If only I hadn’t made that slip in the third part. If only I didn’t drop my stick in the reel. If only my bass drone didn’t stop in the crunluath. If only . . .
It happens more often than not. “Getting through it” without a blemish, or at least as well as you can possibly play, is a rarity – or at least a lot less common than not.
To paraphrase, the late, great solo piper John MacFadyen would say, “Go on thinking you’re the best in the world. Leave thinking you have so much to learn.”
That’s great advice, and we can see it in even the world’s best competitors.
Even the very best almost always come off the boards or away from the contest circle thinking, Damn, too bad there was ____ in the _____. The number of times we see Richard Parkes or Willie McCallum or Steven McWhirter beaming with satisfaction after they’ve played are extremely few. When they do, you know it was very, very good – or they played as well as they could possibly play.
But the temptation is to dwell on what might have been. Some people wistfully look back, full of regret, wishing that ____ hadn’t happened. They wallow in it.
Regret is debilitating. A psychologist is likely to advise you to look forward. To be sure, you should analyze what could have been better, and then determine why that problem occurred, and work to mitigate the risk of it happening again.
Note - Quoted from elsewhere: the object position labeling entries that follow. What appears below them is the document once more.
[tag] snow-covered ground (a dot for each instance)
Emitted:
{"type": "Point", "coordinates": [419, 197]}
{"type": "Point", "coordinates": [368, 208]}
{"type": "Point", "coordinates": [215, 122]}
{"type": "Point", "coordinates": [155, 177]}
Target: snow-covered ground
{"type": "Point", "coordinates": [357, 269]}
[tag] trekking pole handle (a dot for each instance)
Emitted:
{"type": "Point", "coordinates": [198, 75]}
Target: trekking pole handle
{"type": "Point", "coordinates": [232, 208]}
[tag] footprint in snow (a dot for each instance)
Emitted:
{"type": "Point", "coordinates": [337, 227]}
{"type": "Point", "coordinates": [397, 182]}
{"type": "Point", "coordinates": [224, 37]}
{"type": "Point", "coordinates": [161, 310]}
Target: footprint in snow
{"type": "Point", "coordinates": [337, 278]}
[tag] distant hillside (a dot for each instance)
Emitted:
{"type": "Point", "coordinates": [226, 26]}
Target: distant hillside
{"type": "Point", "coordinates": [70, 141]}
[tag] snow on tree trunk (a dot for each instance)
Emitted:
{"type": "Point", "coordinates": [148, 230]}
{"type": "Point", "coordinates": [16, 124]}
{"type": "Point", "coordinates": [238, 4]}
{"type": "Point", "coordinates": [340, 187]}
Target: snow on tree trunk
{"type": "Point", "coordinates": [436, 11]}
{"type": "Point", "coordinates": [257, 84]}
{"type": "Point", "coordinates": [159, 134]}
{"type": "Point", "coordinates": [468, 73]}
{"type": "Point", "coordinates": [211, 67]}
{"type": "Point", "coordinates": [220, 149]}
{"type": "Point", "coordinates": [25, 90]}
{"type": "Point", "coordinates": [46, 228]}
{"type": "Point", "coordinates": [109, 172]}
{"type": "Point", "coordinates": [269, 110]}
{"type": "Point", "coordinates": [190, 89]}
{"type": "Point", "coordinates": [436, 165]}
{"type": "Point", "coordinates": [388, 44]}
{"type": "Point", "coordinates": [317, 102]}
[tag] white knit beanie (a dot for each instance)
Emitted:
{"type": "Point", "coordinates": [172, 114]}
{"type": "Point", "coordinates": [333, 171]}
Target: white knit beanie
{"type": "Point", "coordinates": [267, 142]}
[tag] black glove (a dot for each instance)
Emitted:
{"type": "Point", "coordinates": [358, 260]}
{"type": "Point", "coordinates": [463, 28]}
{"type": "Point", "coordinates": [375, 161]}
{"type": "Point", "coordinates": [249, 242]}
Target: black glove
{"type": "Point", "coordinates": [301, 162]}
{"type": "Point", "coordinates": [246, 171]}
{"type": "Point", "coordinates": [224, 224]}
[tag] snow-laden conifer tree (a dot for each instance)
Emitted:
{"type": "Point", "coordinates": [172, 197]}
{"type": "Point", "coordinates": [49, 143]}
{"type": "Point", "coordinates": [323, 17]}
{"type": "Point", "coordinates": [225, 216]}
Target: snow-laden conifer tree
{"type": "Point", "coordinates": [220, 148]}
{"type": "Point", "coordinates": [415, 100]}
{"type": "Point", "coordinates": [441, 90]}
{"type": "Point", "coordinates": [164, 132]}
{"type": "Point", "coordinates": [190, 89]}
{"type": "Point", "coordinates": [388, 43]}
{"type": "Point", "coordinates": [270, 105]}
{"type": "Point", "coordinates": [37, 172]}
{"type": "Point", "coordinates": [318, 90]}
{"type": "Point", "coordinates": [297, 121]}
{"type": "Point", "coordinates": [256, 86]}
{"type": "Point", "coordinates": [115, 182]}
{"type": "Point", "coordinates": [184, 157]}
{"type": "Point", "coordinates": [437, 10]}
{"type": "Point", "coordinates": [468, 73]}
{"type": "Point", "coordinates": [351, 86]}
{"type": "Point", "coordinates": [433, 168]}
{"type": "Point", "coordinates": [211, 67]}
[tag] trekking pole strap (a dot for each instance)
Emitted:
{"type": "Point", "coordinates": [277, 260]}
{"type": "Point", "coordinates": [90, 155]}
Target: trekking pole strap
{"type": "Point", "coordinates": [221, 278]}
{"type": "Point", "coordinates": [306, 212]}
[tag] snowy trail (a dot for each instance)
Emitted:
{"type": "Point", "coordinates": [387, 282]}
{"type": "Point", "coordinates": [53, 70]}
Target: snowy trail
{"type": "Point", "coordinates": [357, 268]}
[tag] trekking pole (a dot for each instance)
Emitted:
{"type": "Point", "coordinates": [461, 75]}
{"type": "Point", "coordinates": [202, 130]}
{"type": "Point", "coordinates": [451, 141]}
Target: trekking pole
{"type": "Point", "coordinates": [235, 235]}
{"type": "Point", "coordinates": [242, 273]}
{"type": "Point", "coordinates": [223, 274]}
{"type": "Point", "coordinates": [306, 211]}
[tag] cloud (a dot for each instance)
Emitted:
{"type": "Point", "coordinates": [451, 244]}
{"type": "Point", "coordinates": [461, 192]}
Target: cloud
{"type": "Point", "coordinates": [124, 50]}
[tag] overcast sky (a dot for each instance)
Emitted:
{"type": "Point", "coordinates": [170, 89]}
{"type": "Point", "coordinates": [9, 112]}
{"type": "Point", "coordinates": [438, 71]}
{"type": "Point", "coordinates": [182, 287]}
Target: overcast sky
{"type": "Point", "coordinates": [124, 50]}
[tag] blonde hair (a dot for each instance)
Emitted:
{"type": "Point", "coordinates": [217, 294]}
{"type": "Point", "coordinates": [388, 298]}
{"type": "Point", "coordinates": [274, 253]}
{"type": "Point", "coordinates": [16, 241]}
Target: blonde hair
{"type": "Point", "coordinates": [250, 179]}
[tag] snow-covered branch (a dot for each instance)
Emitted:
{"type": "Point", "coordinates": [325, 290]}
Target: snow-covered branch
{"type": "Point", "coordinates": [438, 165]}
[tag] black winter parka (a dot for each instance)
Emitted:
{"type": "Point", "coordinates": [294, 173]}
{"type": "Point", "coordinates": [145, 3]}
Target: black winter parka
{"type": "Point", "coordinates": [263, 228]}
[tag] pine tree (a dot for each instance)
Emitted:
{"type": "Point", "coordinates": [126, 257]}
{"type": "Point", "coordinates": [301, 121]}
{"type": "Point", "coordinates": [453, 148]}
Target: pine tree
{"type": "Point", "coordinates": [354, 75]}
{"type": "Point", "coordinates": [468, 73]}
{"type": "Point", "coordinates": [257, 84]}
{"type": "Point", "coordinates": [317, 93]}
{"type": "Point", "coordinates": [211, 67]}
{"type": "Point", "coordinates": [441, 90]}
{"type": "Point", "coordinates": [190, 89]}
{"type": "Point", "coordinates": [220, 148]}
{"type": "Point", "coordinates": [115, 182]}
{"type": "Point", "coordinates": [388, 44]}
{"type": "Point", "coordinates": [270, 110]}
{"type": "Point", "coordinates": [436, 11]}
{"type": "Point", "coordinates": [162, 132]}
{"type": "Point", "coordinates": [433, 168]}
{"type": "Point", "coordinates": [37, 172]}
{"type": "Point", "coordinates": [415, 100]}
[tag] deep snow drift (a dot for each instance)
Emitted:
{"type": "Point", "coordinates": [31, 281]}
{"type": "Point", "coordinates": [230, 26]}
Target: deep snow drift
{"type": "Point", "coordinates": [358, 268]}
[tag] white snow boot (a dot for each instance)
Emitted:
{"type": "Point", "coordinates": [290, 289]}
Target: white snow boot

Perhaps it was a negative thought that crept in mid-performance. Or maybe you allowed yourself be distracted and lost the plot for a second. Or, more often than not, it was purely a lack of preparation or simple instrument maintenance.
Whatever the reason, address it, and move ahead.
It’s all about consistency. Provided they’re competing in the right grade, pipers, drummers and pipe bands who consistently play to their potential enjoy the best results. They never, ever look back with bitterness and kick themselves for not delivering. They face it, fix it and forget it.
Everyone – everyone – in competing piping and drumming and pipe bands, if they wanted to, could cite dozens of performances that almost got that prize if only . . . But winning performers disregard those events, and even delete them from memory. As far as they’re concerned, they didn’t even happen. They have no one to blame but themselves. They get on with it. And for goodness sake, don’t whinge about it for the rest of your life.
Beware the Coulda, Woulda, Shoulda Syndrome. It’s a mug’s game, and it will only make you forever bitter and angry – at yourself.